Six Dots is a delightful surprise and curiosity-generating story. I really honestly had not thought about who Louis Braille was beyond obviously being the person behind the Braille language. That said, Jen Bryant did an excellent job researching the facts of young Louis Braille, the time period, and then filling in the blanks with literary details and adding illustrations by Boris Kulikov, to make the story personal and inspiring.
This story highlights Louis as an eager learner with a heart bigger than his five-year-old self. What you probably didn’t know that Louis Braille lost his vision at five due to an accident. Louis could have taken the woe-is me path, but instead, he kept looking for books that did not exist, so he could read as a young blind boy. Even when at the Blind School, which I am sure was much more dreary and miserable than the author describes, he wants to read more and does not accept the current standard as enough. Inspired by a wartime encryption method as a tween, he goes on as a teenager to perfect the six-dot Braille system used today.

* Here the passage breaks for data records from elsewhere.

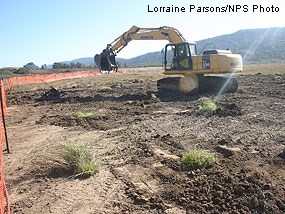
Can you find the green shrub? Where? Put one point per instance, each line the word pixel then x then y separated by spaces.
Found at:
pixel 207 107
pixel 197 159
pixel 106 88
pixel 86 115
pixel 78 159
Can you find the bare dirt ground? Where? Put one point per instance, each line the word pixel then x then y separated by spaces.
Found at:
pixel 139 141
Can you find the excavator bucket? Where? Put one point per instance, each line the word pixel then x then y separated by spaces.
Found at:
pixel 106 61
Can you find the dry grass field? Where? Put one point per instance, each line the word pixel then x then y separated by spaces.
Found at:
pixel 138 138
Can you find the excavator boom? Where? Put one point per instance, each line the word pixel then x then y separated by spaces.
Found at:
pixel 106 60
pixel 180 59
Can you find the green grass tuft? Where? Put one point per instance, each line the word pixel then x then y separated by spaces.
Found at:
pixel 207 107
pixel 197 159
pixel 78 159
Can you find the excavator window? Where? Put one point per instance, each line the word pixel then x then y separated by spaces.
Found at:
pixel 178 57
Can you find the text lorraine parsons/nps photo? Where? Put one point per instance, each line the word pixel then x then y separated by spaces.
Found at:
pixel 229 8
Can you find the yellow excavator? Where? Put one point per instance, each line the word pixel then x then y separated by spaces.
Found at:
pixel 180 58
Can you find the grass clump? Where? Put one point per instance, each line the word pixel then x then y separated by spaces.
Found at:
pixel 78 160
pixel 197 159
pixel 106 88
pixel 86 115
pixel 207 107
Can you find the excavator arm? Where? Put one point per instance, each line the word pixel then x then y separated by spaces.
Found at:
pixel 106 60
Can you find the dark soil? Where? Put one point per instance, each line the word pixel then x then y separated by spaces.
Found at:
pixel 148 136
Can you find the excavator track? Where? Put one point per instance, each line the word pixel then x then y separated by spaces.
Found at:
pixel 206 84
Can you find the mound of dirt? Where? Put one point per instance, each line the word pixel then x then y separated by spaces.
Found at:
pixel 139 140
pixel 228 110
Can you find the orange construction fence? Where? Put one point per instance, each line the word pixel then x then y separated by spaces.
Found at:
pixel 44 78
pixel 22 80
pixel 4 199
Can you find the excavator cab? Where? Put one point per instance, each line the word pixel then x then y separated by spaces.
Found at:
pixel 106 61
pixel 178 56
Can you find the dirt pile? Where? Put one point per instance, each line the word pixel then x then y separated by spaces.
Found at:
pixel 139 142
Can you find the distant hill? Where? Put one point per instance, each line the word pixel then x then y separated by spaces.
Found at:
pixel 255 45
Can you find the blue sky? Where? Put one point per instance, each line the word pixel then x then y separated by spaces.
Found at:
pixel 48 31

The creators of this book present an accurate version of his young life that connects with its readers. I always love when books inspire one (myself included) to want to go and learn more about a topic or person. This book will certainly generate more curiosity in Louis Braille and the language system. The inside back of the book does present the Braille alphabet in picture but not a tactile version. I really hope that there is a Braille version for young readers, sighted or not, out there. The book itself is geared more towards maybe a 6-9 year olds to start as the story has more words than your average toddler could sit through. However, even older children may enjoy reading the story. It could make for a fun ‘first book club’ book given the thoughtful author question and answer section at the end, complete with resources to go and learn more.
I absolutely recommend this book and would encourage elementary school teachers to also include it in their classrooms, maybe for a Blind Awareness Month (October) or Braille Literacy Month (January) or National Reading Month (March) or, ok, you get it, an anytime project!